WILTON — A thought, a word, a silent prayer was quietly shared as a small group of residents gathered Tuesday evening for a candlelight vigil to remember those affected by violence.
Struggling with conflicting feelings about the holidays and news reports of violence around the world, Marylena Chaisson and Lisa Lindsay said they wanted to do something.
“We organized the vigil but it is for the community,” Chaisson said, as a few members of four churches in Wilton gathered in the dark, cool night to light a candle and voice their feelings.
“We’re pleased to see those that came,” Lindsay said. “There’s only a few but that’s OK.”
It was not a time for political debate but a time to remember those affected by violence, the organizers suggested of the gathering in the Wilton United Methodist Church parking lot.

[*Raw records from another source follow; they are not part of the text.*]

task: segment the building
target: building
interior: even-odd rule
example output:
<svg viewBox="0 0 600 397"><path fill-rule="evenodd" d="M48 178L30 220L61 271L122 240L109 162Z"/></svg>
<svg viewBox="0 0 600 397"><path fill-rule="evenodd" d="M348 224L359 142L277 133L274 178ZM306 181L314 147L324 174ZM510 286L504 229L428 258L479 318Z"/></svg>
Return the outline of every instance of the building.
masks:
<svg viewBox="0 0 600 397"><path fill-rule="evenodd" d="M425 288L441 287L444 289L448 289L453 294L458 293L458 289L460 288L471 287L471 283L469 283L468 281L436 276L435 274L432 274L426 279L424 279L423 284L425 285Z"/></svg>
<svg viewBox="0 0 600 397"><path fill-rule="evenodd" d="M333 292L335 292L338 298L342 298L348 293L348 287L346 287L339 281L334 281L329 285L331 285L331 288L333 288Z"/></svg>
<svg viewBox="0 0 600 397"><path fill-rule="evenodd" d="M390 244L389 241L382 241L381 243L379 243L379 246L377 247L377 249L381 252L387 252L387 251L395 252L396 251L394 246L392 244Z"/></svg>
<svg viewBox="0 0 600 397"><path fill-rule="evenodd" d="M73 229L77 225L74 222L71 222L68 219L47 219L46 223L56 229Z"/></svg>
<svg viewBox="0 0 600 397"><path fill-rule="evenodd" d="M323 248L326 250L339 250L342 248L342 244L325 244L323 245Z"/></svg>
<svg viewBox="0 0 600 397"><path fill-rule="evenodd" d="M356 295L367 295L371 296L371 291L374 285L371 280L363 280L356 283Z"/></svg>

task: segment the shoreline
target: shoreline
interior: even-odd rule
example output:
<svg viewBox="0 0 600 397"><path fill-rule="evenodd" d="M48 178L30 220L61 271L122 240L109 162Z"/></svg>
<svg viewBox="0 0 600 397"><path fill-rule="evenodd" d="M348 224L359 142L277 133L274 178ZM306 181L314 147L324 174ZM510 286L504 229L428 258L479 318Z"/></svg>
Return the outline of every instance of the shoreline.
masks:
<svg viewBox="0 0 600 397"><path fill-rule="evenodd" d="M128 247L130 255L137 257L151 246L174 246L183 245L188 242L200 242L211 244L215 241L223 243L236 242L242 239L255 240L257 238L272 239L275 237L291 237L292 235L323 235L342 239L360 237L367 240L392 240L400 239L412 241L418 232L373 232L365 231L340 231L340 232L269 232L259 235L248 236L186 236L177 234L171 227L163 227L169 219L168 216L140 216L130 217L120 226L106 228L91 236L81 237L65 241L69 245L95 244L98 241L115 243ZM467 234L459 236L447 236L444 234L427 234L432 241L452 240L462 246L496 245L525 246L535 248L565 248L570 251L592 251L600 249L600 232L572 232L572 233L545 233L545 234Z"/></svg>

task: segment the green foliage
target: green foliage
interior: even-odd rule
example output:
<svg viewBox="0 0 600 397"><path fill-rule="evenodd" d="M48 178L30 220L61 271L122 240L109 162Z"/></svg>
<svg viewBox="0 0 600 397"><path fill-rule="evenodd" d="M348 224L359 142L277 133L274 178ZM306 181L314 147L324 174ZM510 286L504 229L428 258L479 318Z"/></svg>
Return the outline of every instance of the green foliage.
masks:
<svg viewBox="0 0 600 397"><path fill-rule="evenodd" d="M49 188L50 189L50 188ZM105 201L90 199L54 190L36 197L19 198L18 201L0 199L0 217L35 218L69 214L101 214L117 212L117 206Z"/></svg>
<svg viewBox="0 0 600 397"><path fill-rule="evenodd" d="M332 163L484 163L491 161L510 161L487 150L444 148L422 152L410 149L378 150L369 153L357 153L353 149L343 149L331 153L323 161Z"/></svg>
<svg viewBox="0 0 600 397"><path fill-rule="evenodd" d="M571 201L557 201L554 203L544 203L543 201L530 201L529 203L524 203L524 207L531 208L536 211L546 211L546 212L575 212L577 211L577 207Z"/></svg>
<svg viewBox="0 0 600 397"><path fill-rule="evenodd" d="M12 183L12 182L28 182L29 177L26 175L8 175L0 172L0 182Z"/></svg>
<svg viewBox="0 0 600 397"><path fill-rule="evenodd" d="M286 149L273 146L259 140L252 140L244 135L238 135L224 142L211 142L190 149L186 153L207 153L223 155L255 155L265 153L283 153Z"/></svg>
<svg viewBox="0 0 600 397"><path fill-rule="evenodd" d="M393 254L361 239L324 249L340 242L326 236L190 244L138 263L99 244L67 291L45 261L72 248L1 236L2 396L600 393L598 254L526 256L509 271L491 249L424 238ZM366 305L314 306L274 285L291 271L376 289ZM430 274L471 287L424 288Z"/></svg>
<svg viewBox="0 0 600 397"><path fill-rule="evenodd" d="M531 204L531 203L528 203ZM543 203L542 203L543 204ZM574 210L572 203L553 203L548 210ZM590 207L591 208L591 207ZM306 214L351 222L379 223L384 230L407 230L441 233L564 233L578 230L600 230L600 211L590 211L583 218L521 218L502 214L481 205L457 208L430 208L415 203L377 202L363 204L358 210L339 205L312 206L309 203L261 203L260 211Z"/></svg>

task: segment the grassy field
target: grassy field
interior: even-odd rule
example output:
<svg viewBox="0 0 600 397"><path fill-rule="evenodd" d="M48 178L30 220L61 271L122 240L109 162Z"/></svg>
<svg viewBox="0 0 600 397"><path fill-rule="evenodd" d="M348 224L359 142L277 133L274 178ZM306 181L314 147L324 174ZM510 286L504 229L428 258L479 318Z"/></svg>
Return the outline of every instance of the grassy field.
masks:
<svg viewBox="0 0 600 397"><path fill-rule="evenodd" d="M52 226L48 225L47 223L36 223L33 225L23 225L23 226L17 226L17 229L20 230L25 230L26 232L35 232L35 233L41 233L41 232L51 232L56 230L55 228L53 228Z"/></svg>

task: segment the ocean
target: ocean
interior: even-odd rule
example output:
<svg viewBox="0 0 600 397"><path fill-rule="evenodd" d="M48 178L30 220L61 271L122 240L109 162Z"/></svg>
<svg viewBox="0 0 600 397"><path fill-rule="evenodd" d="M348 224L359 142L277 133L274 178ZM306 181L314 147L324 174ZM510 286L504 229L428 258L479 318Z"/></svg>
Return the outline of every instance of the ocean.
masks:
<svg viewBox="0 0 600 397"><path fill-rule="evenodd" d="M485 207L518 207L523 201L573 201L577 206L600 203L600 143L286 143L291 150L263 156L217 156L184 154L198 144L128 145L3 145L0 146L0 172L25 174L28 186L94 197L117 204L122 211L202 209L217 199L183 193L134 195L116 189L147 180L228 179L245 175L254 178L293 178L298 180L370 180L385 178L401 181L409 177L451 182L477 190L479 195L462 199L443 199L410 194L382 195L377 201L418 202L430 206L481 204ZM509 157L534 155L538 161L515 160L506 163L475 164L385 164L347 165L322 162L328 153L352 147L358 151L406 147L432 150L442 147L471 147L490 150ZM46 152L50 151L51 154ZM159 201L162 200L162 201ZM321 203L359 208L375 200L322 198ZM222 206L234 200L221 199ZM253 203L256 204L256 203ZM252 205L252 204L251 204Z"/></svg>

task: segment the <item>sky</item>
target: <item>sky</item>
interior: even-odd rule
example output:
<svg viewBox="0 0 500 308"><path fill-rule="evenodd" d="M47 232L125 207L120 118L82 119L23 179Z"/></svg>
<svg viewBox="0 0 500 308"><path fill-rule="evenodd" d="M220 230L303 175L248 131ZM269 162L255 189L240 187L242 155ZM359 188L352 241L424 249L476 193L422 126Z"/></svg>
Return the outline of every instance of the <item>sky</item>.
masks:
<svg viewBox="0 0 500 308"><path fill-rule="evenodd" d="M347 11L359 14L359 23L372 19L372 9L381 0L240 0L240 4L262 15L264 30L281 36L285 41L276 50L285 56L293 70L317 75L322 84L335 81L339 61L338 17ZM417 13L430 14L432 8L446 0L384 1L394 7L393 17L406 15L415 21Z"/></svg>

Reading a letter from a priest, Lindsay spoke of the senseless violence committed against people who happen to be at the wrong place at the wrong time.
“Light overcomes darkness, love overcomes hate,” she quoted from the letter.
The vigil was considerably smaller than the first one David Olson ever attended. There were thousands at Kent State when he was just 21, he said.
But, for Olson, Wilton is a place that has shown acceptance and openness to the many foreign students that he and his wife, Paula Widmer, have brought into their home through a student exchange program.
Most were Muslims but people would turn out to hear about their native lands and to support their efforts to learn and for some, to start a new life.
“I’m proud to be a part of this community,” he said.
“We think of the people most recently from California but also those struggles between police and the general population,” the Rev. David Smith of Wilton United Church of Christ said. “We think about the Syrians who have left their homeland and now no one wants.”
All religions are based on love and acceptance of your neighbor, Eileen Adams said. Our country is based on acceptance of people from all around the world, she suggested.
Participants repeatedly thanked Chaisson and Lindsay for organizing the event and requested another vigil be held.
There were few, but “Jesus did OK with 12 people,” Smith said.
The vigil ended by singing “Let There Be Peace on Earth.”